Hazel, the BCN Rainbow micas were the same as the pops, which I'm pretty sure is why they don't carry them anymore. The Strawberry Pop was a known fader. The micas I carry are not the same micas. As far as I know none of the pinks fade. I test them all myself, so I'm curious as to which one faded on you? Also, Lemon Chiffon turns orange then back to yellow. Did yours stay orange?


----------



## Hazel (Jul 5, 2014)

I never used Strawberry POP. I had Blueberry, Apple, Grape, Tangerine and I think I had the yellow. I don't remember what it was called. 

The mica that faded was called Rainbow Red and I had purchased it from BCN. This was a couple of years ago so it's possible the new Rainbow micas won't fade. But I'm not willing to go back to experimenting with them. 

The yellow is still orange and I'm not sure which one it was that I used. I wrote it on the recipe print out and I'll have to check later. Yep! Too lazy to get up right now. It's actually more of a peach and it is a pretty color. It just wasn't what I wanted. I'll end up using both of the yellows in a citrus scented soap so it won't matter if they morph. 

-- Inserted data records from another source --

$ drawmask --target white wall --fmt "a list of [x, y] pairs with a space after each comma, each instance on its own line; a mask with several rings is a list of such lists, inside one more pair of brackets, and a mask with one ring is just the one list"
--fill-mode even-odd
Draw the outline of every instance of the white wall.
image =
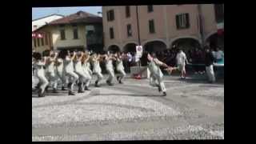
[[[56, 19], [59, 19], [63, 18], [62, 16], [60, 15], [52, 15], [50, 17], [46, 17], [42, 19], [38, 19], [38, 20], [35, 20], [35, 21], [32, 21], [32, 31], [34, 31], [35, 29], [34, 28], [34, 26], [38, 26], [38, 28], [46, 25], [46, 22], [50, 22], [52, 21], [54, 21]], [[37, 28], [37, 29], [38, 29]]]

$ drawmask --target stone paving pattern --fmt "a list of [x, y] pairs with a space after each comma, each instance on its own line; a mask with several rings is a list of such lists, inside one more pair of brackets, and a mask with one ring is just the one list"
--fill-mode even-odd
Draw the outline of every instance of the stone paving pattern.
[[165, 76], [162, 97], [148, 79], [105, 81], [75, 96], [32, 93], [32, 141], [224, 139], [224, 82]]

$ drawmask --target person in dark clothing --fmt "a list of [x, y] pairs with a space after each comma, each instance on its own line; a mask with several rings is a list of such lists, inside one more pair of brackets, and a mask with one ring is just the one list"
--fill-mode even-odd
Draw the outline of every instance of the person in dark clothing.
[[206, 56], [205, 56], [205, 64], [206, 70], [208, 76], [209, 82], [213, 83], [215, 82], [215, 76], [214, 71], [214, 57], [212, 52], [210, 50], [209, 46], [205, 46]]

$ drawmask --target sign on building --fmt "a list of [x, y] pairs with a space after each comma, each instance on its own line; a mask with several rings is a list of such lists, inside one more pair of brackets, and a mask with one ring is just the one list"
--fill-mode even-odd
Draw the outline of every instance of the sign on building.
[[142, 58], [142, 46], [136, 46], [136, 55], [138, 55], [139, 58]]

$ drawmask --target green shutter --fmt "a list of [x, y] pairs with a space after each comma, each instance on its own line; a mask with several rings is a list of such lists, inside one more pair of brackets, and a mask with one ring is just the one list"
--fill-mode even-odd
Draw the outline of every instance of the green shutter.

I think I'll order some of the TKB matte POPs which rogue mentioned. I just used up the last of the Glitter Bordeaux so I'll have to re-order and I might as well try some samples.


----------



## dcornett (Mar 13, 2016)

Hey all, I know this is a really old post but I was searching the site to see if anyone had used the soapberry line of colors at tkb. They were mentioned by the op but I never saw where anyone had used them. So I was just wanting to know...some time has passed, has anyone ever tried them? They say they are stable in cp, and they sure look bright. 

Thanks in advance...


----------